If a requirement is not fulfilled, the cause of the deviation must be eliminated. The cause is inevitably somewhere on the $\mathrm{V}$ between the requirement and its verification. As a result, all subsequent dependent steps must also be corrected, adapted, or at least repeated.

It is clear that the effort and associated cost to resolve an issue will grow depending on how late that issue is discovered. This reads like a truism, but it is astonishing how many projects completely neglect embedded software timing. Far too often, runtime problems are investigated in a late project phase with lots of hectic, high costs and risk, only for them to be temporarily corrected or mitigated.

## 计算机代写|嵌入式软件代写Embedded Software代考|Linker Script

The linker script (or linker control file) also plays a very important role. Strictly speaking, it should be called the ‘locator script’ or ‘locator control file’ but, as mentioned earlier, most vendors combine the locator into the linker.

Listing 5 shows an excerpt of the linker script of an 8-bit microcontroller, the Microchip AVR ATmega32, that has 32 KByte flash, 2 KByte RAM, and 1 KByte EEPROM.

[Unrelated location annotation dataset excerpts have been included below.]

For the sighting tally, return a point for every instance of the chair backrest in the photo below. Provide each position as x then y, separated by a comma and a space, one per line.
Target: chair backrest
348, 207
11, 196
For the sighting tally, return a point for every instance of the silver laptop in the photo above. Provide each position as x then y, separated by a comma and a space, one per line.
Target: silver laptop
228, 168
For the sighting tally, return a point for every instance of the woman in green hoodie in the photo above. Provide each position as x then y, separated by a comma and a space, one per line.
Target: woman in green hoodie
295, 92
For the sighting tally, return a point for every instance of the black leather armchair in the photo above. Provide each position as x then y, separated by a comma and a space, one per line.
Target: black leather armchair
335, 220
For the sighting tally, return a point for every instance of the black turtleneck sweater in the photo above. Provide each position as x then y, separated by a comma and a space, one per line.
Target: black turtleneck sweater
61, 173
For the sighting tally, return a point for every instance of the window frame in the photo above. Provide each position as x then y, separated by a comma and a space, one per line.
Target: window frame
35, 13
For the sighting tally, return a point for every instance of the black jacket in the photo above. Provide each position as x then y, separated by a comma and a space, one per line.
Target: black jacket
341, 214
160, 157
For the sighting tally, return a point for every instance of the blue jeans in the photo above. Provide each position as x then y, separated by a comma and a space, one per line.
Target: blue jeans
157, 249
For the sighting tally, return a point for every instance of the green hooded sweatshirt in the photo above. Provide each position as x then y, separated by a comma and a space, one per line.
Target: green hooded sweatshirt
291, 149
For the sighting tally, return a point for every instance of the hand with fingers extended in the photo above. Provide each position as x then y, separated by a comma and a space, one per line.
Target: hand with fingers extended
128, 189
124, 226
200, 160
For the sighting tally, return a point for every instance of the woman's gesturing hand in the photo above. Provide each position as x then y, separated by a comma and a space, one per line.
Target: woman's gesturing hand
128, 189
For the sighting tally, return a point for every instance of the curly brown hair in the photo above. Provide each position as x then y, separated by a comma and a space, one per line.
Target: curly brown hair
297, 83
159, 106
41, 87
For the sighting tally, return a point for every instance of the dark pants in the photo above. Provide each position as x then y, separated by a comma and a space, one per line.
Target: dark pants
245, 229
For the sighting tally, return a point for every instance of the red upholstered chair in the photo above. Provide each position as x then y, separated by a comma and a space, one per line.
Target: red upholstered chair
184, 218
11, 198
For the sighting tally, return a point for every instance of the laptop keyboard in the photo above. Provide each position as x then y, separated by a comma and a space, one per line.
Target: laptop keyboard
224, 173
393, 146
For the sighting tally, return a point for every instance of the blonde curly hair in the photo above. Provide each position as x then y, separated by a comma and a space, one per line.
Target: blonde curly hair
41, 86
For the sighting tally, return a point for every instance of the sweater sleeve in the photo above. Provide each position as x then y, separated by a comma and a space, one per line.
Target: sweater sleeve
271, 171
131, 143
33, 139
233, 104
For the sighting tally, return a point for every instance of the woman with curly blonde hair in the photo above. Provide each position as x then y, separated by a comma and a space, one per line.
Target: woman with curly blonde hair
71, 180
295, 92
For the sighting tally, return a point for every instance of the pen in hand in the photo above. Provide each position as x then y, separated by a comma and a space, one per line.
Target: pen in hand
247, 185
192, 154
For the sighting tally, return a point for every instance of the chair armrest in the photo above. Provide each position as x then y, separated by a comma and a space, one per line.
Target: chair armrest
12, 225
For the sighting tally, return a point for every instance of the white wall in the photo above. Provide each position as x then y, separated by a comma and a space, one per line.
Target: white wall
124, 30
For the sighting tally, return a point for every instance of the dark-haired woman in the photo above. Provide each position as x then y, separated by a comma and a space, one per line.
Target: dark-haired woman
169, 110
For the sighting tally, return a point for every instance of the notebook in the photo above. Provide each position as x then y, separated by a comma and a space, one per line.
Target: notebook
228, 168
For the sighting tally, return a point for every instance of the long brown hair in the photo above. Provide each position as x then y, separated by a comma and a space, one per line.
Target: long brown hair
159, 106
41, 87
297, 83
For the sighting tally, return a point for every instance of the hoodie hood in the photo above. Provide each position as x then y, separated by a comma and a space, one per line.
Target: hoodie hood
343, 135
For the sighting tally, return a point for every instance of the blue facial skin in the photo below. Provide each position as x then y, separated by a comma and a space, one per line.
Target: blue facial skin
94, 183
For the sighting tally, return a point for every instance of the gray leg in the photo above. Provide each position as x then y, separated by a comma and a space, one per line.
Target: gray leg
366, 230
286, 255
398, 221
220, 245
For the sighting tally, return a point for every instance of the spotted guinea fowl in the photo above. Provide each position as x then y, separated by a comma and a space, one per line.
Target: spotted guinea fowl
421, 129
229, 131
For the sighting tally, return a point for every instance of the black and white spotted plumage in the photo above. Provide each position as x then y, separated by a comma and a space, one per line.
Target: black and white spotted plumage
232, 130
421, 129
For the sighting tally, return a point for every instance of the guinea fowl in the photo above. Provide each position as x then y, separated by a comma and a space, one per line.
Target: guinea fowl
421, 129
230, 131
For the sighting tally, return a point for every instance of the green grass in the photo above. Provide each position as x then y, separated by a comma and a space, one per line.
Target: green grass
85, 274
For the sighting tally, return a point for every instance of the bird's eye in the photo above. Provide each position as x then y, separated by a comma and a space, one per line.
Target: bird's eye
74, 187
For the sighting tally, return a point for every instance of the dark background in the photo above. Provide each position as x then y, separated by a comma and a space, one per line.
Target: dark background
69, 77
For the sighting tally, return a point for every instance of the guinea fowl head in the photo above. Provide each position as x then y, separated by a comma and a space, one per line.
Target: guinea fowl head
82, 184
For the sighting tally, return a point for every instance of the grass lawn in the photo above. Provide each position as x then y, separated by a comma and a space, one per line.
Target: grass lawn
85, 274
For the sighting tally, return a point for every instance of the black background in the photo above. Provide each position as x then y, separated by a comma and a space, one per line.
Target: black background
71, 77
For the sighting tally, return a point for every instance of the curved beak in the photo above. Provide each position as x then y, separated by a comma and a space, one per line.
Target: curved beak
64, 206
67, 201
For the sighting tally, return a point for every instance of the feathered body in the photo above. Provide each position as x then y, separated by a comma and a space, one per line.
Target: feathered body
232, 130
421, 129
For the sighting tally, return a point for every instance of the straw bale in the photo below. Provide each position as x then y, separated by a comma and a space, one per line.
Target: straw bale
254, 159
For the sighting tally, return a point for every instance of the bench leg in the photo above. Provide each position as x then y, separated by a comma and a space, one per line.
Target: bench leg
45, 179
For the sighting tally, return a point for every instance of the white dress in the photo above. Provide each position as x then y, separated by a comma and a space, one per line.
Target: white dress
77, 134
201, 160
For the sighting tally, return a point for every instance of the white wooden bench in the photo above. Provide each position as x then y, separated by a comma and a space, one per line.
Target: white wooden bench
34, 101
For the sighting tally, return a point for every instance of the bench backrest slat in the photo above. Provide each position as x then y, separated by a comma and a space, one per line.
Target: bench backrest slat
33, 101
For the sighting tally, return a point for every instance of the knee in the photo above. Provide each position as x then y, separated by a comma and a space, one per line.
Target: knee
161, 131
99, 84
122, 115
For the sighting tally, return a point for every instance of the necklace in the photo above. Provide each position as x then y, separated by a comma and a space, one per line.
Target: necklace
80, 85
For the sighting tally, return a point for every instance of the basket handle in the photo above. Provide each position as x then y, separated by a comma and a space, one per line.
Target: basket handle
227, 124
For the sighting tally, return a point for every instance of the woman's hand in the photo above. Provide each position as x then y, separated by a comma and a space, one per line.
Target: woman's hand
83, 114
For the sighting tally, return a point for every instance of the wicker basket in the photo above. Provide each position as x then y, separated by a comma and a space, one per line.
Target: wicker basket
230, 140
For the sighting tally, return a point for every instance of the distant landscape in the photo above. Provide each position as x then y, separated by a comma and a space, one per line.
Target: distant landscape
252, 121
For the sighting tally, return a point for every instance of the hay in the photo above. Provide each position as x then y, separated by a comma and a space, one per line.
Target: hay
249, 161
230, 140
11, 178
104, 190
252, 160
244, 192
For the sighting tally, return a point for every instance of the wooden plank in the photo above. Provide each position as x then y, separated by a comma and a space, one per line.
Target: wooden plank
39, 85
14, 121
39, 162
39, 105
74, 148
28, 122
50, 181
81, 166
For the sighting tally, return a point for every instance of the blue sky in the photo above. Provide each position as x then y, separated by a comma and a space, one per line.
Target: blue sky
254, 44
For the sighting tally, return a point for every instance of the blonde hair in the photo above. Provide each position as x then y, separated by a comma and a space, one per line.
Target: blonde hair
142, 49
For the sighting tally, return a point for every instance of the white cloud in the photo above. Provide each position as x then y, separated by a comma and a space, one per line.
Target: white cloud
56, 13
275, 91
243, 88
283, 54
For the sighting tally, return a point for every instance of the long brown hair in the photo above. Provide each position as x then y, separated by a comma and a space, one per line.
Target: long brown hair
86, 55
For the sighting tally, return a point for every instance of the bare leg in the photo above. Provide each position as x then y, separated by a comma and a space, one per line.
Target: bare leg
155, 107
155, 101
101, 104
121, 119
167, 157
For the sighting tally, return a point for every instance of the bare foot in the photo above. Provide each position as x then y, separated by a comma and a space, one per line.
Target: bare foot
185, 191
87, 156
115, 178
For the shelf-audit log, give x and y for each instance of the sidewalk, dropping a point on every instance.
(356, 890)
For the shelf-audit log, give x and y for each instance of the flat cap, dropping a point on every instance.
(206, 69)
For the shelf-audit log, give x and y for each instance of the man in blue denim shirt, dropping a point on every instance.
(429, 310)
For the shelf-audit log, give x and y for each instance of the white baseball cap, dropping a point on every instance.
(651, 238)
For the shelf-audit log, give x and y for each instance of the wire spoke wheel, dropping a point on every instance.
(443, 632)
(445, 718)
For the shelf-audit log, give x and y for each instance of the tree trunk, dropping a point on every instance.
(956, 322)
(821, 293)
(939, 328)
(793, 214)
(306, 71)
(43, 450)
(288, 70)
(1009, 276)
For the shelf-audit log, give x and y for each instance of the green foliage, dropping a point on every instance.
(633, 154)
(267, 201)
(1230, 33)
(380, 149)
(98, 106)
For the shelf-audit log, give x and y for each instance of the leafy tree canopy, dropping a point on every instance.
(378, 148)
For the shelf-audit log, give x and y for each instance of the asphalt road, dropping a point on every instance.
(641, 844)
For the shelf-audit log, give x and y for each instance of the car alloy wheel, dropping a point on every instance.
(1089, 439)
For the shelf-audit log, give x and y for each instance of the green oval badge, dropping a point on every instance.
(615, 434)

The linker script tells the locator how to distribute the symbols across the different memory regions of the microcontroller. This is usually done as follows. First, in the $\mathrm{C}$ or assembler source code, all symbols are assigned to a specific section or, more precisely, a specific input section. This assignment will be made implicitly if the programmer has not made them explicitly. The following section names have become commonplace, representing default sections.

It is also an unwritten rule that section names begin with a dot.
In the step that follows, the instructions in the linker script assign all input sections to output sections which, in turn, are finally mapped to the available memory. For a better understanding, the .text sections in the Listing 5 have corresponding comments.

In a classic linker script, as in Listing 5, the definitions of the available memory are at the beginning. These are followed by the definitions of the output sections and, with each of these definitions, the link to the inputs along with the allocation to a memory region.

A very good description of the syntax of this linker script and the underlying concepts can be found in the GNU linker manual [2]. Most other tool vendors have at least adopted the concepts of the GNU linker (ld) for their linkers, often copying the entire syntax of the linker script.

## 计算机代写|嵌入式软件代写Embedded Software代考|Phase Driven Process Model: The V-Model

V 模型描述了一种方法软件开发的概念。它已在汽车行业中使用了几十年，并且通常在开发新概念（例如 Scrum）时也可用（至少在后台使用）。像许多技术发展一样，它起源于军事领域。后来，它被转移到民用领域，并适应了 V-Model 97 和 V-Model XT[1] 版本的新开发要求。